La décision consacrait la propriété exclusive des richesses nationales et l’abandon du régime des concessions, Sonatrach devenant titulaire des droits d’exploration, de production, de transport et de commercialisation. En 1972, elle contrôlait les deux tiers de la production nationale, soit 41 millions de tonnes, ainsi que la quasi-totalité de la production de gaz naturel et des infrastructures pétrochimiques.
Après la nationalisation, la France tenta d’ouvrir de nouvelles discussions, mais un accord fut conclu le 30 juin 1971 pour fixer les modalités d’indemnisation sur six ans à partir d’août 1972, dans le cadre des lois du 12 avril 1971.
L’Algérie devint alors un modèle : la Libye en 1972, puis l’Irak la même année, procédèrent à leur tour à la nationalisation de leurs secteurs pétroliers.
L’Algérie adopta par ailleurs une approche pragmatique, développant ses infrastructures gazières à Skikda et Arzew et concluant d’importants contrats, tout en s’appuyant sur des technologies américaines pour consolider ses capacités énergétiques et réduire l’influence française.
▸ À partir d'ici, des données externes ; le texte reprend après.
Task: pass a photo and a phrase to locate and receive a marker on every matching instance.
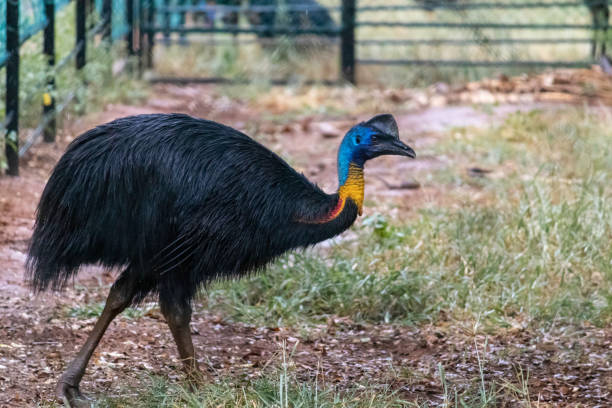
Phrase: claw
(70, 395)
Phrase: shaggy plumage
(178, 201)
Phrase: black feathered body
(176, 200)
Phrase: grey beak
(397, 147)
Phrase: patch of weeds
(278, 390)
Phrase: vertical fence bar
(130, 23)
(107, 15)
(81, 40)
(12, 87)
(141, 24)
(49, 51)
(150, 32)
(347, 41)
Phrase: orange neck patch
(352, 187)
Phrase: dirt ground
(37, 339)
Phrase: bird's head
(367, 140)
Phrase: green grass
(270, 391)
(538, 250)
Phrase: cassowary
(176, 202)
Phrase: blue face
(354, 149)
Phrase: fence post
(347, 41)
(12, 87)
(150, 32)
(49, 50)
(107, 15)
(141, 24)
(81, 40)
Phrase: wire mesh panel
(476, 34)
(31, 20)
(119, 23)
(269, 40)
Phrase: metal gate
(370, 39)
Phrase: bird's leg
(118, 299)
(178, 316)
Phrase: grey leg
(118, 299)
(178, 317)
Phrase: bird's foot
(196, 378)
(70, 395)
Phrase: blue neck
(346, 156)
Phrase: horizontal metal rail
(243, 30)
(255, 9)
(482, 5)
(223, 80)
(494, 26)
(452, 42)
(464, 63)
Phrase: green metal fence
(503, 36)
(368, 36)
(20, 21)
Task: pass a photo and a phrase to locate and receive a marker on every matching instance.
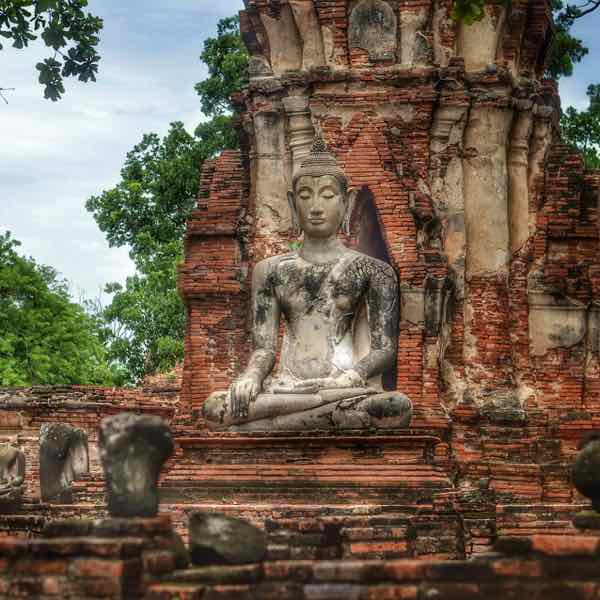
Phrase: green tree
(65, 27)
(46, 338)
(566, 50)
(148, 209)
(582, 128)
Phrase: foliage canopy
(46, 338)
(582, 128)
(148, 209)
(65, 27)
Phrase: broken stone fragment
(218, 539)
(12, 475)
(63, 458)
(133, 449)
(586, 470)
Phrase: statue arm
(265, 321)
(382, 300)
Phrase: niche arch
(367, 238)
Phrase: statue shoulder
(378, 269)
(268, 267)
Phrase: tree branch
(5, 90)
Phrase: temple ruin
(449, 134)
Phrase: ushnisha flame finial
(320, 161)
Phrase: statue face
(321, 205)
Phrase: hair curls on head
(319, 162)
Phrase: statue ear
(351, 196)
(295, 220)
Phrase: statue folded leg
(360, 409)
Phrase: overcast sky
(53, 156)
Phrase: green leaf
(44, 5)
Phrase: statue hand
(346, 379)
(242, 392)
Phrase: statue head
(320, 200)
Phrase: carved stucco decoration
(12, 475)
(63, 459)
(373, 26)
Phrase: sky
(55, 155)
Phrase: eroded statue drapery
(326, 377)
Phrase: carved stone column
(300, 128)
(487, 349)
(518, 165)
(272, 214)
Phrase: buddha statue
(326, 378)
(12, 474)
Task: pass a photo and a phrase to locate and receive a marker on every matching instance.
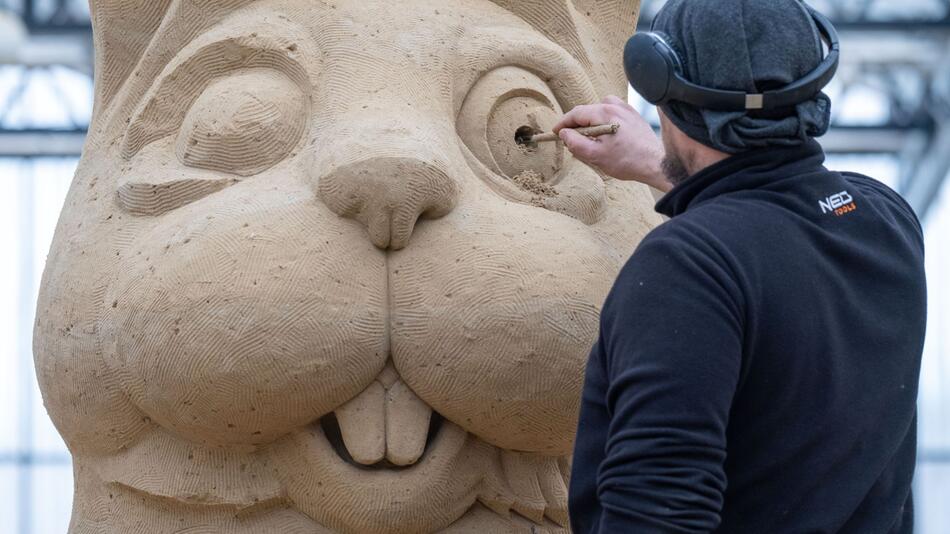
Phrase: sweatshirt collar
(746, 170)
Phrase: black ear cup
(655, 71)
(648, 71)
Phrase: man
(758, 361)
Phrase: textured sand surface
(306, 280)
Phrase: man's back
(807, 289)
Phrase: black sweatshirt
(758, 360)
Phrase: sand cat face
(306, 278)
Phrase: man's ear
(593, 31)
(122, 29)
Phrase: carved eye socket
(505, 104)
(243, 124)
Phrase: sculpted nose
(388, 195)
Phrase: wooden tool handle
(589, 131)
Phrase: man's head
(743, 45)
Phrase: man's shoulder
(874, 188)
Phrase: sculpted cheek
(235, 333)
(494, 314)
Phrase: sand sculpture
(306, 281)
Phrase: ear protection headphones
(656, 72)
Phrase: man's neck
(703, 157)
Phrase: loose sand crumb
(532, 182)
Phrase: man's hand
(633, 153)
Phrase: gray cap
(751, 46)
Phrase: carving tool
(589, 131)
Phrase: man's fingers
(584, 148)
(581, 116)
(617, 101)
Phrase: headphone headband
(656, 72)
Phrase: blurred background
(891, 121)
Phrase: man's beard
(674, 169)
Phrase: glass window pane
(8, 496)
(9, 304)
(52, 499)
(932, 494)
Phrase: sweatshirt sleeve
(672, 348)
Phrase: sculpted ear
(593, 31)
(122, 29)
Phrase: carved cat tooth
(388, 376)
(362, 424)
(407, 425)
(521, 471)
(555, 492)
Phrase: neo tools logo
(840, 204)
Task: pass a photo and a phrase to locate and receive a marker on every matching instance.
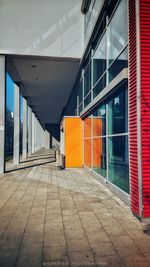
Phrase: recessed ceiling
(47, 83)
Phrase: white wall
(41, 27)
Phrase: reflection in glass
(120, 63)
(21, 123)
(80, 93)
(9, 118)
(99, 156)
(87, 152)
(99, 121)
(87, 127)
(87, 80)
(118, 165)
(118, 31)
(99, 86)
(99, 60)
(87, 100)
(118, 112)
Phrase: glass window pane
(87, 100)
(87, 127)
(99, 60)
(87, 80)
(21, 123)
(80, 108)
(80, 92)
(99, 156)
(118, 31)
(9, 118)
(87, 152)
(118, 112)
(118, 165)
(99, 121)
(99, 86)
(120, 63)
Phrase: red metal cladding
(145, 102)
(134, 188)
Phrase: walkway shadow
(24, 161)
(30, 166)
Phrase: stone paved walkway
(65, 218)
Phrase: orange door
(73, 142)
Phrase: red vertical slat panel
(145, 102)
(133, 149)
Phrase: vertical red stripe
(133, 151)
(145, 102)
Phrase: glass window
(87, 79)
(87, 127)
(87, 100)
(120, 63)
(80, 108)
(80, 91)
(99, 121)
(99, 86)
(87, 152)
(9, 135)
(21, 123)
(118, 31)
(99, 60)
(118, 112)
(118, 170)
(99, 156)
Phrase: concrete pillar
(16, 125)
(29, 131)
(33, 132)
(2, 114)
(47, 139)
(24, 147)
(36, 130)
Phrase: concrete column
(2, 114)
(36, 130)
(24, 147)
(33, 132)
(16, 125)
(29, 131)
(47, 139)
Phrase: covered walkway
(65, 218)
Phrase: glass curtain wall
(109, 54)
(21, 123)
(9, 135)
(106, 139)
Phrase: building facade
(112, 98)
(90, 61)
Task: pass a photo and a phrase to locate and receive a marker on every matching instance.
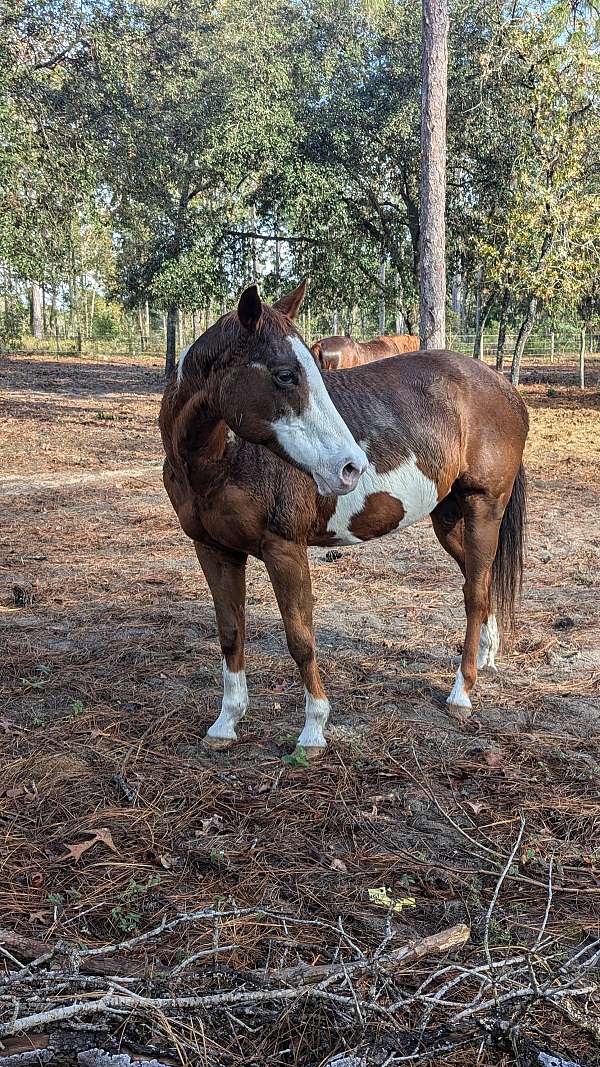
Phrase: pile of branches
(383, 1004)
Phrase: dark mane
(191, 384)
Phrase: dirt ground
(110, 674)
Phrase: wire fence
(542, 347)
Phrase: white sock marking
(180, 363)
(407, 483)
(458, 695)
(489, 643)
(233, 706)
(316, 714)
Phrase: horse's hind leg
(482, 520)
(287, 566)
(448, 526)
(225, 574)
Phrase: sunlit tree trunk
(433, 96)
(502, 331)
(36, 311)
(171, 340)
(522, 337)
(382, 295)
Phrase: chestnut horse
(262, 460)
(335, 353)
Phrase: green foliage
(154, 153)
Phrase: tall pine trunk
(522, 337)
(433, 96)
(171, 340)
(482, 317)
(382, 293)
(502, 332)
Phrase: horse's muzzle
(343, 474)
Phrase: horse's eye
(285, 377)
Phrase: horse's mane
(189, 388)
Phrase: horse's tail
(507, 568)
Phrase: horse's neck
(201, 438)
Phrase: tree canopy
(163, 155)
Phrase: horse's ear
(250, 307)
(289, 304)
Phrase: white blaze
(318, 439)
(407, 483)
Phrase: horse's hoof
(459, 713)
(217, 744)
(314, 753)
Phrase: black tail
(507, 568)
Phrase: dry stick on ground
(85, 958)
(305, 978)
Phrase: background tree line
(156, 156)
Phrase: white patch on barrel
(407, 483)
(183, 354)
(233, 706)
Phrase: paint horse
(335, 353)
(266, 456)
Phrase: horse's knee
(301, 645)
(230, 636)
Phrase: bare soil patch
(110, 675)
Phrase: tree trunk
(478, 331)
(502, 332)
(382, 293)
(36, 311)
(278, 256)
(482, 318)
(141, 328)
(53, 318)
(526, 327)
(253, 243)
(171, 340)
(433, 95)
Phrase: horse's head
(273, 394)
(316, 350)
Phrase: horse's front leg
(287, 566)
(225, 574)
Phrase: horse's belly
(382, 503)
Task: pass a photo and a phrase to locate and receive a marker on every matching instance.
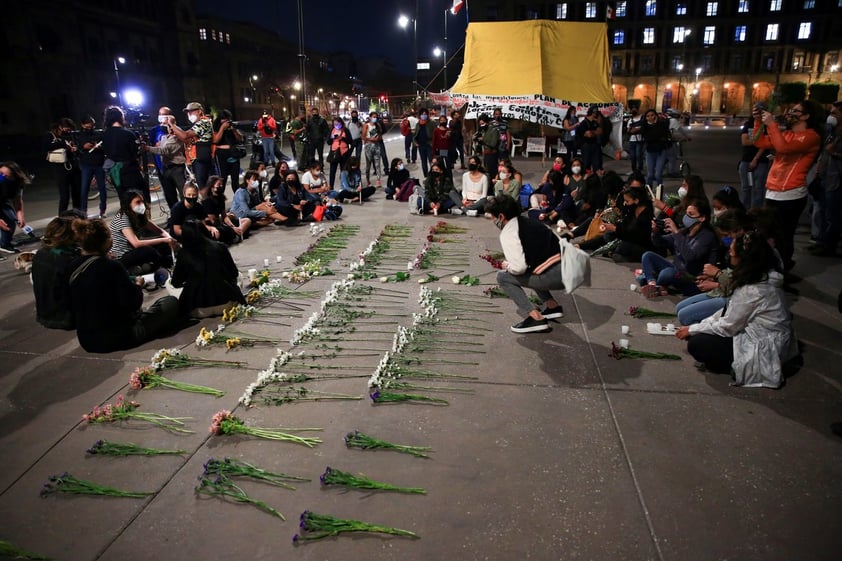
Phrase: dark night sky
(371, 29)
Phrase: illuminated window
(804, 30)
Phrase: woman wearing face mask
(138, 243)
(693, 245)
(398, 175)
(340, 147)
(752, 338)
(472, 199)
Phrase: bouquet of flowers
(224, 422)
(125, 410)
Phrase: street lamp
(119, 60)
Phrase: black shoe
(530, 325)
(553, 313)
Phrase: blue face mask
(689, 221)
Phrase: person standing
(91, 160)
(267, 127)
(796, 150)
(200, 134)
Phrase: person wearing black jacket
(91, 158)
(532, 260)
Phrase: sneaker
(530, 325)
(553, 313)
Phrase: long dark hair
(756, 259)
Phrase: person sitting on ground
(753, 336)
(106, 303)
(351, 180)
(189, 207)
(207, 273)
(50, 274)
(474, 189)
(231, 229)
(139, 244)
(398, 175)
(693, 245)
(532, 260)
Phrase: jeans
(268, 151)
(787, 213)
(696, 308)
(88, 173)
(662, 271)
(753, 195)
(655, 167)
(636, 155)
(513, 286)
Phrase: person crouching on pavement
(532, 260)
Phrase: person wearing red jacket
(267, 127)
(796, 150)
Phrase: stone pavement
(559, 451)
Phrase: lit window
(804, 30)
(620, 10)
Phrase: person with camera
(173, 159)
(91, 160)
(61, 153)
(122, 147)
(267, 127)
(199, 134)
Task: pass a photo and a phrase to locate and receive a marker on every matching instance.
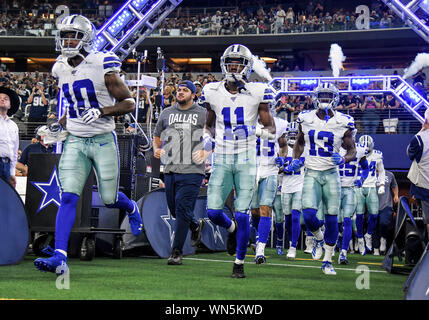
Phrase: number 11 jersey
(83, 87)
(323, 138)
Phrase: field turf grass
(203, 276)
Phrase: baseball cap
(189, 85)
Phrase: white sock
(260, 249)
(318, 234)
(62, 251)
(328, 252)
(232, 227)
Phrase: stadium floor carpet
(205, 276)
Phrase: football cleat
(196, 234)
(342, 259)
(260, 259)
(327, 268)
(238, 271)
(308, 244)
(291, 253)
(135, 219)
(56, 264)
(175, 258)
(368, 241)
(231, 241)
(318, 249)
(361, 246)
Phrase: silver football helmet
(236, 54)
(367, 142)
(83, 30)
(292, 133)
(326, 96)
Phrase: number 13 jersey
(323, 138)
(83, 87)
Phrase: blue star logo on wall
(50, 191)
(168, 220)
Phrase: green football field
(204, 276)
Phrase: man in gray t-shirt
(385, 213)
(178, 143)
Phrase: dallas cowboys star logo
(168, 219)
(215, 230)
(50, 190)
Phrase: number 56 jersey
(323, 138)
(83, 87)
(234, 110)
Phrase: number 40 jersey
(323, 138)
(83, 87)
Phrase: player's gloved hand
(337, 158)
(358, 183)
(208, 143)
(280, 161)
(92, 114)
(242, 132)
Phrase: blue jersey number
(226, 112)
(348, 169)
(267, 149)
(78, 85)
(328, 139)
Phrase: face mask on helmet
(75, 33)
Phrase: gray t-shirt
(385, 199)
(181, 133)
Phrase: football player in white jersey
(323, 131)
(266, 187)
(350, 181)
(90, 83)
(233, 107)
(291, 195)
(367, 195)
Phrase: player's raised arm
(298, 147)
(118, 89)
(349, 145)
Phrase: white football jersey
(234, 110)
(323, 138)
(349, 171)
(83, 87)
(292, 182)
(375, 162)
(268, 150)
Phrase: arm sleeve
(111, 63)
(365, 168)
(415, 148)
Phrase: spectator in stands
(279, 19)
(371, 114)
(38, 104)
(34, 148)
(418, 152)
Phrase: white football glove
(53, 133)
(92, 114)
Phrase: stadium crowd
(253, 17)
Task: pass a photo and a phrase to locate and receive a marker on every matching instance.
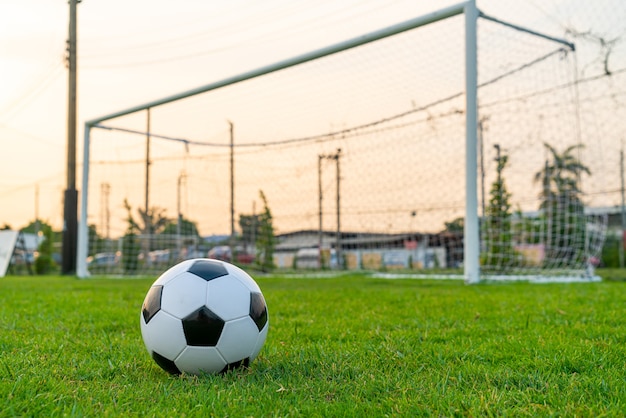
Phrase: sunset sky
(133, 52)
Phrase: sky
(130, 53)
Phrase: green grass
(347, 346)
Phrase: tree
(150, 222)
(265, 241)
(497, 225)
(562, 205)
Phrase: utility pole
(70, 209)
(148, 162)
(621, 247)
(319, 195)
(181, 179)
(232, 191)
(147, 219)
(335, 157)
(338, 249)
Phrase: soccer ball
(204, 316)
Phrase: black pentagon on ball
(166, 364)
(208, 269)
(202, 328)
(152, 303)
(236, 365)
(258, 310)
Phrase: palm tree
(561, 174)
(562, 205)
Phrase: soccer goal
(437, 146)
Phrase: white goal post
(474, 224)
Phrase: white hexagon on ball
(238, 339)
(164, 335)
(228, 298)
(183, 294)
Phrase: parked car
(103, 260)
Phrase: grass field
(345, 346)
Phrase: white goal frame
(471, 240)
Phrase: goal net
(354, 159)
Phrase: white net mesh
(377, 131)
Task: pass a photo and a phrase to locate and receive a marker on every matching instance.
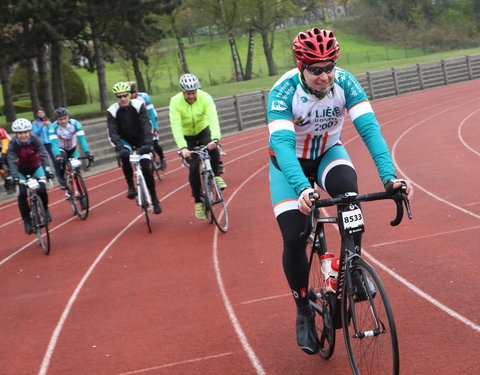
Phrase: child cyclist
(64, 134)
(27, 156)
(4, 140)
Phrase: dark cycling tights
(340, 179)
(147, 174)
(23, 200)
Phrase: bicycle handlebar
(198, 150)
(91, 160)
(400, 198)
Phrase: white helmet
(189, 82)
(21, 125)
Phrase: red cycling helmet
(315, 45)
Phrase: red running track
(187, 299)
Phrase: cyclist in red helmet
(306, 111)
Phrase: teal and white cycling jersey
(65, 137)
(152, 113)
(303, 126)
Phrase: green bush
(74, 87)
(19, 82)
(21, 106)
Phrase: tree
(7, 57)
(225, 14)
(136, 33)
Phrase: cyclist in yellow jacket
(194, 121)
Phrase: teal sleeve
(369, 129)
(81, 138)
(52, 132)
(282, 143)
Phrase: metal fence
(240, 112)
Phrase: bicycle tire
(143, 201)
(216, 204)
(205, 180)
(39, 222)
(79, 197)
(322, 302)
(155, 166)
(368, 324)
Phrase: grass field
(211, 62)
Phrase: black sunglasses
(317, 70)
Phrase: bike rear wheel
(215, 204)
(322, 302)
(40, 225)
(79, 197)
(156, 170)
(368, 324)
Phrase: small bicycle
(38, 214)
(211, 195)
(144, 200)
(359, 304)
(77, 193)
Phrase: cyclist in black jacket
(129, 126)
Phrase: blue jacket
(41, 131)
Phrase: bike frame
(140, 180)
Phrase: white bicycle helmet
(189, 82)
(21, 125)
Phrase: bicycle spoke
(369, 327)
(322, 302)
(40, 224)
(79, 197)
(217, 205)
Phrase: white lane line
(56, 333)
(414, 288)
(4, 260)
(408, 284)
(226, 300)
(425, 236)
(266, 298)
(422, 294)
(428, 192)
(215, 356)
(459, 132)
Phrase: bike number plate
(75, 163)
(134, 158)
(353, 220)
(33, 184)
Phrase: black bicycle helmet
(61, 112)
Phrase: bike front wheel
(40, 224)
(322, 301)
(79, 197)
(143, 201)
(215, 204)
(156, 167)
(368, 324)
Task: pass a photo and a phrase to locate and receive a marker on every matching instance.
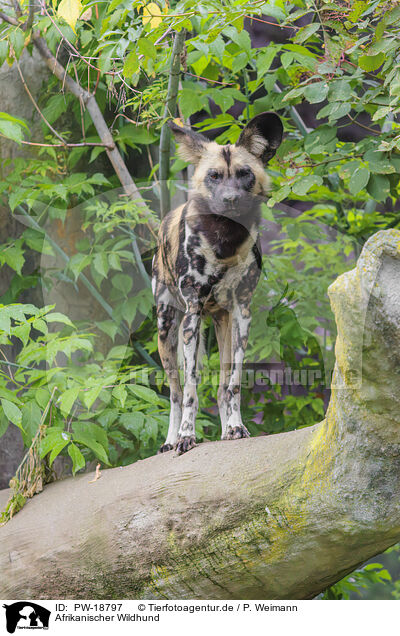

Convaincu de la nécessité stratégique de la nationalisation, Boumédiène s’appuya sur ses principaux collaborateurs, notamment Belaïd Abdesselam, Sid Ahmed Ghozali et Kasdi Merbah, dans un contexte de négociations complexes avec la France, afin de garantir une transition maîtrisée vers la pleine souveraineté énergétique.
Ce dernier chargea Noureddine Yazid Zerhouni, alors responsable du service « B2 », de solliciter l’appui de Rachid Thabti, avocat près la Cour suprême et ancien boxeur, réputé pour ses aptitudes relationnelles, afin d’obtenir des informations sur les négociations à venir avec la partie française.
Selon le récit, celui-ci serait parvenu à gagner la confiance de la secrétaire de Jean-Pierre Brunet, chef de la délégation française, directeur général des affaires économiques et financières au ministère français des Affaires étrangères et commissaire de l’Entreprise de recherches et d’activités pétrolières ERAP. Il aurait ainsi obtenu de nombreux documents relatifs aux scénarios envisagés par les autorités françaises en cas de nationalisation algérienne, éléments qui auraient contribué à sécuriser le processus ayant conduit à la nationalisation des intérêts des sociétés Elf Aquitaine et Total.